Better module shutdown procedure

The current shutdown code in pythonrun.c zaps module globals by setting them to None (an attempt to break reference cycles). That causes problems since __del__ methods can try to use the globals after they have been set to None. The procedure implemented by http://bugs.python.org/issue812369 seems to be a better idea. References to modules are replaced by weak references and the GC is allowed to cleanup reference cycles. I would like to commit this change but I'm not sure if it is a good time in the development cycle or if anyone has objections to the idea. Please speak up if you have input. Neil

On 08:16 pm, nas@arctrix.com wrote:
The current shutdown code in pythonrun.c zaps module globals by setting them to None (an attempt to break reference cycles). That causes problems since __del__ methods can try to use the globals after they have been set to None.
The procedure implemented by http://bugs.python.org/issue812369 seems to be a better idea. References to modules are replaced by weak references and the GC is allowed to cleanup reference cycles.
I would like to commit this change but I'm not sure if it is a good time in the development cycle or if anyone has objections to the idea. Please speak up if you have input.
I notice that the patch doesn't include any unit tests for the feature being provided (it does change test_sys.py - although I don't understand how that change is related to this feature). I hope that regardless of whatever else is decided, if the change is to be made, it will be accompanied by new unit tests verify its proper operation. Jean-Paul

On Wed, Oct 14, 2009 at 08:35:28PM -0000, exarkun@twistedmatrix.com wrote:
I notice that the patch doesn't include any unit tests for the feature being provided
That's hard to do although I suppose not impossible. We would be trying to test the interpreter shutdown procedure. I suppose on plaforms that support it we could fork a subprocess and then inspect the output from __del__ methods.
(it does change test_sys.py - although I don't understand how that change is related to this feature).
That's a spurious change and will be left out of the real fix. Neil

On Wed, Oct 14, 2009 at 2:45 PM, Neil Schemenauer <nas@arctrix.com> wrote:
On Wed, Oct 14, 2009 at 08:35:28PM -0000, exarkun@twistedmatrix.com wrote:
I notice that the patch doesn't include any unit tests for the feature being provided
That's hard to do although I suppose not impossible. We would be trying to test the interpreter shutdown procedure. I suppose on plaforms that support it we could fork a subprocess and then inspect the output from __del__ methods.
Why not just expose the module-teardown procedure and call it on a module, then inspect the state there as it's being torn down?

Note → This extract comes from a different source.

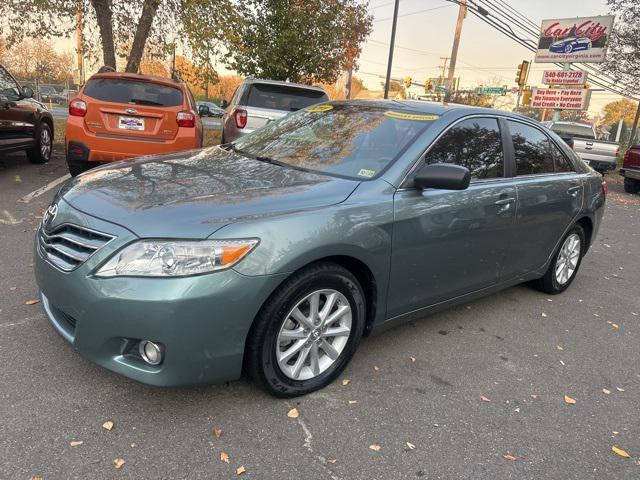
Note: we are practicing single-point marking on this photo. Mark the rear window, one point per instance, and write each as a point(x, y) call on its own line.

Neil Schemenauer <nas <at> arctrix.com> writes:
I would like to commit this change but I'm not sure if it is a good time in the development cycle or if anyone has objections to the idea. Please speak up if you have input.
Have you tried to remove the various hacks/workarounds in the stdlib that currently avoid module finalization problems? (take a look at e.g. threading.py) It would be a good validation that the patch improves on the current behaviour. Regards Antoine.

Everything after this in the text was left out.